Presented by Leandra Frye
How the study of false confessions has progressed over the last 25 years:
During the 1980s false confessions were seen as an issue and researchers attempted to define the different types of false confessions and why people admit to crimes they did not commit.
1985: Types of false confessions (Kassin & Wrightsman, 1985).
- Voluntary- This type of confession is made without any pressure from the outside. The person willingly and knowingly confesses to a crime they actually committed.
- Coerced- This type of confession is made only to escape an interrogation that the person may see as aversive, avoid harm, or to get a benefit that was promised
- Coerced-internalized- People who make the confession actually come to believe they have committed the crime.

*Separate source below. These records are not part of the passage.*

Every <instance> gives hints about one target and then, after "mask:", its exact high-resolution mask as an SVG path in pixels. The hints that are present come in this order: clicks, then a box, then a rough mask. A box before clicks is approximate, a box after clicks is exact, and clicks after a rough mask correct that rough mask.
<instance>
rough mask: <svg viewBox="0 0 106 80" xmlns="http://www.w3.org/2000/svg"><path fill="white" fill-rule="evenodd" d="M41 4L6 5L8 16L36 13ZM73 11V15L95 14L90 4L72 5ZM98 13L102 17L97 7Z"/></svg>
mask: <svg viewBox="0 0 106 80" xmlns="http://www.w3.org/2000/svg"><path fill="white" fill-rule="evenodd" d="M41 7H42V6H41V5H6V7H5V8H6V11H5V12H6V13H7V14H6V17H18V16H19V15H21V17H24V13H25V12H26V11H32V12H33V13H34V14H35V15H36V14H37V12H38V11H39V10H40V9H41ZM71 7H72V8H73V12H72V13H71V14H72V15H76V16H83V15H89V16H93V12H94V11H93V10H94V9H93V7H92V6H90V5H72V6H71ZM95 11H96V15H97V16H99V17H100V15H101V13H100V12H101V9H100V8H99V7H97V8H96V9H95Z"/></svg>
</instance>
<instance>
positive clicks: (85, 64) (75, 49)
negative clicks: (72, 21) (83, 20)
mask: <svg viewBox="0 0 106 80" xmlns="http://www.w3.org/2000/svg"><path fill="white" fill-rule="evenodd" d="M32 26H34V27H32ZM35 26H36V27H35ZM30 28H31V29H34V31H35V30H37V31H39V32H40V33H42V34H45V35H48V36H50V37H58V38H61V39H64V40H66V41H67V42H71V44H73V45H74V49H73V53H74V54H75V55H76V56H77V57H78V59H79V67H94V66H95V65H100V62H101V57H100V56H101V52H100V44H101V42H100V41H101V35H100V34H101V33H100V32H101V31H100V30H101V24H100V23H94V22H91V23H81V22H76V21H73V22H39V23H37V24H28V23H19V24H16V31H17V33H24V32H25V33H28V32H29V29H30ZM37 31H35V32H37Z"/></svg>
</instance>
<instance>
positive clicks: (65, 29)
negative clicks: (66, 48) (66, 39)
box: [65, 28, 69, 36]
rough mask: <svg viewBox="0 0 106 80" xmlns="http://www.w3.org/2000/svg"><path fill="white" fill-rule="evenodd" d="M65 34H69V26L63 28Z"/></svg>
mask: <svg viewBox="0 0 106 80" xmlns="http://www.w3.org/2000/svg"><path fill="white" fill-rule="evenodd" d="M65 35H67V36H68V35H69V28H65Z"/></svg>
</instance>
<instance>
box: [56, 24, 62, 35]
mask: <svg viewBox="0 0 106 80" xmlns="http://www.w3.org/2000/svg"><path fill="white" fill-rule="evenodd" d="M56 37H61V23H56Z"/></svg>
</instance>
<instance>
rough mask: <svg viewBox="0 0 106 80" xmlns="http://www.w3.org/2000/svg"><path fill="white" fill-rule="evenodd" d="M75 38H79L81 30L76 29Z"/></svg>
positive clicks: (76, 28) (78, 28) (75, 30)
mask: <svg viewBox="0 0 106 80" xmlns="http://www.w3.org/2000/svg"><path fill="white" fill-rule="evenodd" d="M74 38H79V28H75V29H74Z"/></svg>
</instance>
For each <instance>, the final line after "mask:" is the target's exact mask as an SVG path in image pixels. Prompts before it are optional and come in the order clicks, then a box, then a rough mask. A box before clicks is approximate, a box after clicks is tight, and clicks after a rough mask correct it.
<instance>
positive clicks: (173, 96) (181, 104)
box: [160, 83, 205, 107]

Research on false confessions in the 90s focused its attention on whether or not a person could actually convince themselves they committed a crime that, in fact, they did not commit. False confessions were studied using subjects in experiment settings that mirrored a naturalistic setting. For example, Kassin and Kiechel (1996) studied false confessions by setting up a scenario with participants who were to complete a typing exercise and were told to avoid pushing a key on the computer that would end the task. While the participants were completing the task, the computer went blank. They were accused by the experimenter of pushing the button they were told not to push. The experiment attempted to determine whether people could internalize the confession and come to believe they pushed the button when in fact they did not.
1996: Can people actually be convinced they committed a crime?
- Kassin and Kiechel (1996) tested the conditions for which a false confession could occur. Although the “crime” was minor, some of the participants had actually come to believe they had committed the mistake they were accused of. Why is this? False evidence, for example, in the form of false witness identifications, can make people believe they have committed the crime accused of. This is especially true if the situation has some element of ambiguity. Other tactics used that may increase the chances of a false confession are minimizing the crime (giving the person a false sense that there will be leniency) or scare tactics (Kassin & Kiechel 1996).
- Why is this important? – Juries may convict in a trial where there is a confession because they may not be able to believe that someone would confess for something they did not do.
During this time, there is an increased concern for the way that suspects are interrogated and concern about the psychological stress that can push a person to admit to committing a crime they did not (Kassin, Appleby, & Perillo, 2010).
2010: The American interrogation technique
- What can elicit a confession?- Overly persuasive interrogation tactics used by police can increase the chances of a false confession (Kassin, Appleby, & Perillo, 2010).
- There is a push for changing interrogation techniques used in the U.S. that sometimes lead to people admitting to crimes they did not commit.
- How can we decrease the chances of a false confession?- Kassin, Appleby, and Perillo (2010) propose adopting interrogation techniques found in other coutries like Britain. Also, they note that videotaping an entire interrogation could potentially better aid judges and juries in decision making when there is a confession.
- In 2008 National Geographic featured a documentary called “The Science of Interrogation”. Included in the documentary was an interrogation of a young boy by police after his sister was murdered the night before.
- The boy in the clip does not specifically remember killing his sister, but says that he has a feeling he did it. Going along with this, the police get him to admit that he murdered his sister the night before.
- The issue with this confession that the boy killed his sister is that he, in fact, was not the one who murdered her. As can be seen in the video, the boy is under extreme stress from the interrogation.
Kassin, S.M., Appleby, S.C., & Perillo, J.T. (2010). Interviewing suspects: practice, science, and future directions. Legal and Criminological Psychology. 15, 39-55.
Kassin, S.M., Kiechel, K.L. (1996). The social psychology of false confessions: compliance, internalization, and confabulation. Psychological Science. 7, 125-128.